M-Claro, dime que pasa.
-La verdad es que siempre me has parecido muy atractiva y muy sexy, tienes un cuerpo espectacular, he tenido sueños en los que te hago el amor y siempre me masturbo pensando en ti.
Pensé que se iba a enojar pero al contrario me dijo.
M-Sabes, tu también me pareces atractivo y si me gustaría que me hicieras el amor pero me tengo que ir porque aquí esta tu primo y me puede ver lo que platico contigo. Nos vemos, BYE.
Así paso el tiempo solo platicábamos por mensajes porque nunca teníamos la oportunidad de estar solos y siempre nos decíamos que teníamos ganas de hacer el amor y nos mandábamos fotos desnudos, ella de su trasero y sus pechos y yo de mi verga erecta.
Un día mi primo tuvo que salir fuera y yo estaba platicando con ella por la computadora, le mande una foto de mi verga y le pregunte que si me ayudaba
M-Claro que me encantaría ayudarte y también hacerte una rica mamada.
-Puedo ir a tu casa a que me ayudes ahorita que estas sola?

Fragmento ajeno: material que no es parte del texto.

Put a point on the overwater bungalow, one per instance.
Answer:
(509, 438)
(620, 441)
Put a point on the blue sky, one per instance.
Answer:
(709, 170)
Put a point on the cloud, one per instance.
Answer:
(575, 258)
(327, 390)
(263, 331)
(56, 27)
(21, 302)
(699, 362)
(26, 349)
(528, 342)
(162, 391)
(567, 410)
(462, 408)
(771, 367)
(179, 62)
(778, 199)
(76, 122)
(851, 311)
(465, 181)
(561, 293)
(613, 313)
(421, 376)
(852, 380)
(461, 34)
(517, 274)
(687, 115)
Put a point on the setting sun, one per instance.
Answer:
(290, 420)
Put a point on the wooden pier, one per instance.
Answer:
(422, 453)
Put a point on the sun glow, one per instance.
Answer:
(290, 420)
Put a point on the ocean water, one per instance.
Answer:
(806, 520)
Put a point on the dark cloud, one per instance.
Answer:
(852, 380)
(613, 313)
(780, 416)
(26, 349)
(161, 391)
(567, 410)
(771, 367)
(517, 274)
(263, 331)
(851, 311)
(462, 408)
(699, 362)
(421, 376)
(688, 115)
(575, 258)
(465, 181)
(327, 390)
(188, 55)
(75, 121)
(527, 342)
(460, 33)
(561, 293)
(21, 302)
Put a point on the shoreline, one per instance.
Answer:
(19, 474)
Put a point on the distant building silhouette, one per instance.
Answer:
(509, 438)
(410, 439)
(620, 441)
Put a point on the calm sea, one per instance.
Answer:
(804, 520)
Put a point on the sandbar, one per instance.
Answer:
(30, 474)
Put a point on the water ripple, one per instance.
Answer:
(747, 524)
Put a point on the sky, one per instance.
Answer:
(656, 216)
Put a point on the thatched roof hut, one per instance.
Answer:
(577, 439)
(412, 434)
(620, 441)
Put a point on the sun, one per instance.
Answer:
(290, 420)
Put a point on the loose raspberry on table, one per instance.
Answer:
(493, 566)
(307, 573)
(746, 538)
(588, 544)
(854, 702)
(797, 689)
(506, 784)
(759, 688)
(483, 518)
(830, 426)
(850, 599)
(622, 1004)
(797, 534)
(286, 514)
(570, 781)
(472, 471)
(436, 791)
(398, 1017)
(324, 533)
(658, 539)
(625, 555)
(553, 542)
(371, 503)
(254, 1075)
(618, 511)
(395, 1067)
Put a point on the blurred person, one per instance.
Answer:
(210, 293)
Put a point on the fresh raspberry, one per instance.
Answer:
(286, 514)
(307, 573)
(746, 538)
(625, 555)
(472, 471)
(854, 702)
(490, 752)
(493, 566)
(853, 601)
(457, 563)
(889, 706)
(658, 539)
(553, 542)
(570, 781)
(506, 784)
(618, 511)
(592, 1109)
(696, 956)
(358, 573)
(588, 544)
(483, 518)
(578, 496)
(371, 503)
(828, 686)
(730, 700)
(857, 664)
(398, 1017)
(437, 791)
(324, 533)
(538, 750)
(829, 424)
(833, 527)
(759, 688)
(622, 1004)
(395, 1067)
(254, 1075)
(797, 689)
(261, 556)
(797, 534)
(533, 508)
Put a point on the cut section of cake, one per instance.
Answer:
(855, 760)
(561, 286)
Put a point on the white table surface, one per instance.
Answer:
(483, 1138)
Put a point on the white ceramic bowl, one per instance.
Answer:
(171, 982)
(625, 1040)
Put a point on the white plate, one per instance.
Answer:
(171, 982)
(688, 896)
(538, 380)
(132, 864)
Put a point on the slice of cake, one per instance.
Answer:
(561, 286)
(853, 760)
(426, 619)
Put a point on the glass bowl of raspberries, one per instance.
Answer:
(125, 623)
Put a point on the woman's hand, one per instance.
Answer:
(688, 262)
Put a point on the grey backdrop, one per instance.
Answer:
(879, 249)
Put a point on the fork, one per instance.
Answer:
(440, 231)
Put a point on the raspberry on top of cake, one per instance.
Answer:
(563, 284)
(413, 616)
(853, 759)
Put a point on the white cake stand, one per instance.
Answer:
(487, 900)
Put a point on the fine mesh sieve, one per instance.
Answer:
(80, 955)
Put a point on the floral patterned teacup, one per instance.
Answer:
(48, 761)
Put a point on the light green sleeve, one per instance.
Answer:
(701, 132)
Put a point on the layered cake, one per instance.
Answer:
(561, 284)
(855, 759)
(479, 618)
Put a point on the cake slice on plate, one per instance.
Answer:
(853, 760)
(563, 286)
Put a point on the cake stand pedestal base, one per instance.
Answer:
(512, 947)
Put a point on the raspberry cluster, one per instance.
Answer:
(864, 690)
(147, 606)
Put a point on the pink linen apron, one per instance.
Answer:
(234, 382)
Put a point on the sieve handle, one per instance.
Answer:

Mariana lo pensó un momento y me dijo.
M-Si ven pero rápido.
En menos de 5 minutos ya estaba en la puerta de su casa, toque y no tardo en abrirme al entrar y cerrar la puerta, la abracé y comencé a besarla y a recorrer todo su cuerpo con mis manos , besándonos nos fuimos a su habitación y parados me bajo el pantalón y me empujo a la cama y se abalanzo a comerme la verga, me dijo
M-Así querías que te ayudara?
Yo solo asentí con la cabeza porque lo hacía fenomenal, la quite y la recosté a ella la desnudé por completo y me fui directo a comerme su conchita que tanto deseaba y su sabor era mejor de lo que me imaginaba, estuve comiéndomela por unos 15 minutos y ella me pidió que ya se la metiera, me subí arriba de ella y ella misma me agarro la verga y la puso en la entrada de su concha y de un solo empujón se la metí completa, ella comenzó a gemir y a decirme que le diera fuerte, así lo hice y estuvimos así otros 15 min y sin sacarse la verga de adentro, ella sola se dio la vuelta y se puso a 4, y allí estaba yo cumpliendo mi fantasía, follandome a la esposa de mi primo y viendo su culo como rebotaba en mi verga, ella comenzó a gemir más fuerte y a decirme que se corría, yo tampoco iba aguantar mucho más y se lo hizo saber y me dijo que terminara adentro, se sintió delicioso y terminamos casi al mismo tiempo, descansamos unos minutos y me dijo que me fuera porque no tardaba en llegar una amiga, me despedí y me fui a mi casa.
Y así fue como comenzamos nuestra relación secreta.